I am not a fan of risk registers for telcos. It is good to think about risks, and to implement plans to mitigate risks. The problem with telcos is that very many of their risks are so interwoven with the excruciatingly specific detail of how technology works that the risk register is either going to be impossibly long or else it will just be an arbitrary subset of all the most significant risks. To give an example, I believe most of us would agree that it would be a major risk to put someone in a position where they could make a single mistake that stops the entire network from working. But do you think any network operator has this risk near the top of their register?
Incorrect firewall configuration forces us to ask other Tier 1 networks to disable all peering with our network.
Perhaps they should, because that is what happened at CenturyLink this weekend. They crashed their network so hard that it caused a 3.5 percent drop in global internet traffic according to the very knowledgeable people who run Cloudflare. It also caused me some bemusement because I rarely find myself waking to find corporations have left me warnings about portions of the internet becoming unreachable overnight.
If you want to know the details of what caused the CenturyLink outage then you should take a look at Cloudflare’s analysis, which seemingly serves as the basis of every news article on this topic.

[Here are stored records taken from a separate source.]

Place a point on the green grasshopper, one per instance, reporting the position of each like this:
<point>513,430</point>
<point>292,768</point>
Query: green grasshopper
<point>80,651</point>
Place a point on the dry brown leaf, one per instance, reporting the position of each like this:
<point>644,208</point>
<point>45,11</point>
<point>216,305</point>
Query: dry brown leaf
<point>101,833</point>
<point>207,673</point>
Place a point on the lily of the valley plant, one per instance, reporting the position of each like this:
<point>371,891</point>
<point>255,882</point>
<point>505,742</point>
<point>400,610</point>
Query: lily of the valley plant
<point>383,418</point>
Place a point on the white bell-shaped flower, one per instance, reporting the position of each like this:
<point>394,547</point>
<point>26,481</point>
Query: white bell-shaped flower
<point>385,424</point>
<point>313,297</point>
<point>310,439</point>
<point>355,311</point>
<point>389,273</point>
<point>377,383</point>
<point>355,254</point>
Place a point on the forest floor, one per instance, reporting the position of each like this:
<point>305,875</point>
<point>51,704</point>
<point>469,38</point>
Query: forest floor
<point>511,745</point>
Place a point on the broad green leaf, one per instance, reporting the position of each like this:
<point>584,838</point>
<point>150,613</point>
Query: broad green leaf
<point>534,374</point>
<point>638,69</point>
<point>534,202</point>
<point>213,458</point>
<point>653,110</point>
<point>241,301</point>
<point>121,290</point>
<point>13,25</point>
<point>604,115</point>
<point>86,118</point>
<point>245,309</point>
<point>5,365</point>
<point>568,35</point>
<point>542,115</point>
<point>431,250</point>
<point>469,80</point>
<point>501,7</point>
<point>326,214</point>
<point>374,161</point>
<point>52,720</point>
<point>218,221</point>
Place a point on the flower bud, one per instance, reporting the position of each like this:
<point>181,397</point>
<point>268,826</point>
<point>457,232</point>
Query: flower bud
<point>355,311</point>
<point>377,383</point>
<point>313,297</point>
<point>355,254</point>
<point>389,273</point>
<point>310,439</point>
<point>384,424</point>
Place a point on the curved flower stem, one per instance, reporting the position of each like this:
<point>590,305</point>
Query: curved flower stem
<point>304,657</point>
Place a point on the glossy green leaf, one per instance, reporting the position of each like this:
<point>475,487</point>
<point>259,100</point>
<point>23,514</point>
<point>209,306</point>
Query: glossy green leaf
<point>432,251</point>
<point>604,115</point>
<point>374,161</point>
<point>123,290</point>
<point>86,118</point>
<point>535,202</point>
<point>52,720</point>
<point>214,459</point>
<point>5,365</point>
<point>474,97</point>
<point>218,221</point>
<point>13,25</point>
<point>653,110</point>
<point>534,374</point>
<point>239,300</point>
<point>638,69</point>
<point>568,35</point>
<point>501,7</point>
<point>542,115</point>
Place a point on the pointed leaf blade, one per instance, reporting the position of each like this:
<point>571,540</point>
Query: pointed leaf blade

Put simply, a flaw in an instruction to reconfigure all CenturyLink’s firewalls meant all their servers blocked the receipt of new configuration rules, creating a situation which was difficult for the network to recover from. CenturyLink’s team suddenly had to clear all the flawed instructions from across their US network, and they made that simpler by telling other Tier 1 networks to temporarily stop peering with CenturyLink, so the servers did not have to deal with additional configuration instructions from peers as well.
AS1299 have temporarily disabled all IPv4 peering with CenturyLink AS3356 on their request.
— Telia Carrier (@TeliaCarrier) August 30, 2020
For five hours CenturyLink’s network carried almost no traffic. Those who could switch to other networks did so. And for those customers whose only connection to the internet is via CenturyLink, their only consolation was that CenturyLink said they were sorry.
We are able to confirm that all services impacted by today’s IP outage have been restored. We understand how important these services are to our customers, and we sincerely apologize for the impact this outage caused.
— CenturyLink (@CenturyLink) August 30, 2020
Managing risk is a team effort, and this outage exemplifies why a Chief Risk Officer could never have all the knowledge to take hands-on responsibility for everything that can go wrong at a technical level. But it also illustrates why telcos need somebody independent of operational teams to evaluate risk. It may not have been on the risk register before, but this week some operators will be thinking about whether a single mistake could take their networks down too.